Reputation: 189626
I get the idea of a control flow graph; it involves nodes that are basic blocks (sequences of operations that always occur), connected by edges that represent jumps.
But how do you represent a subroutine call?
If I have two functions like this:
int tweedledee(void)
{
int x = 16;
return x + do_something();
}
int tweedledum(int n)
{
if (n < 0)
return n;
else
return n + do_something();
}
with both functions calling do_something()
, then I need a way to allow a jump from a block in tweedledee
to do_something
and then another jump back to tweedledee
, and a jump from a block in tweedledum
to do_something
and then back to tweedledum
, but there's never a jump from tweedledee
to do_something
and then to tweedledum
. (Or tweedledum
→ do_something
→ tweedledee
) So it seems like a plain directed graph wouldn't suffice to define these relationships... maybe I'm missing something.
Upvotes: 2
Views: 1647
Reputation: 533
Procedures make CFGs and static analysis in general quite complicated.
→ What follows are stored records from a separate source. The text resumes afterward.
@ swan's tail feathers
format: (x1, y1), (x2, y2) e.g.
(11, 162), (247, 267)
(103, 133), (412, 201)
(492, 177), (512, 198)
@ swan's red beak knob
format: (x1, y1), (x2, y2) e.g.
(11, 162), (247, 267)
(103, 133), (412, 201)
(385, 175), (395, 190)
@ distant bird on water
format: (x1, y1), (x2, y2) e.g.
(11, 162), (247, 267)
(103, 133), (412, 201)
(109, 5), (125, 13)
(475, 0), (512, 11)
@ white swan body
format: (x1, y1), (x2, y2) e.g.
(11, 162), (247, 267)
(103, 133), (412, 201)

There are different approaches for representing routine calls in control flow graphs.
One first and common solution is to create a CFG for each routine, and to split the "call nodes" (the basic block corresponding to "CALL do_something()" in tweedledee for example) into two nodes, the actual call block C and a block R for writing the return value.
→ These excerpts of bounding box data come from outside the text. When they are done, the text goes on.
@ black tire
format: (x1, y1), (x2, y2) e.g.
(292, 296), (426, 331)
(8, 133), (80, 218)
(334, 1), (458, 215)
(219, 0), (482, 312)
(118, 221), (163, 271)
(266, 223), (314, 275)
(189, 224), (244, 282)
An edge (normally of special type) is inserted between C and the initial block of the routine being called, and another one between the end block of the routine being called and R. A simple example:
void foo() { int x = bar(); }
int bar() { return 1; }
might be transformed to:
[init::foo] ==> [CALL bar()] [x = RETVAL(bar())] ==> [end::foo]
|| /\
\/ ||
[init::bar] ==> [ret = 1 (end::bar)]
If there is another call to bar(), e.g. from a routine
void foo2() { int y = bar(); }
then the following graph might be the result:
[init::foo] ==> [CALL bar()] [x = RETVAL(bar())] ==> [end::foo]
|| /\
\/ ||
[init::bar] ==> [ret = 1 (end::bar)]
/\ ||
|| \/
[init::foo2]==> [CALL bar()] [x = RETVAL(bar())] ==> [end::foo2]
The problem here: There are now paths in this graph (e.g. init::foo ==> CALL bar() ==> init::bar ==> ret = 1 ==> x = RETVAL(bar()) ==> end::foo2) which make no sense in the program. This is what you might mean by wondering whether a "plain directed graph" suffices. There are different approaches for this problem, e.g.: Make copies of a routine (here bar) for each invocation of it. This only helps if there is no real recursion, and is expensive in general. For static analysis it is often useful to "overapproximate" the number of paths by only using a fixed number of such copies.
The slides Interprocedural Analysis Lecture Notes (Stephen Chong) seem to be a good introduction. There are also quite good books about constructing such graphs, e.g. Principles of Program Analysis by Nielson et al.
Upvotes: 3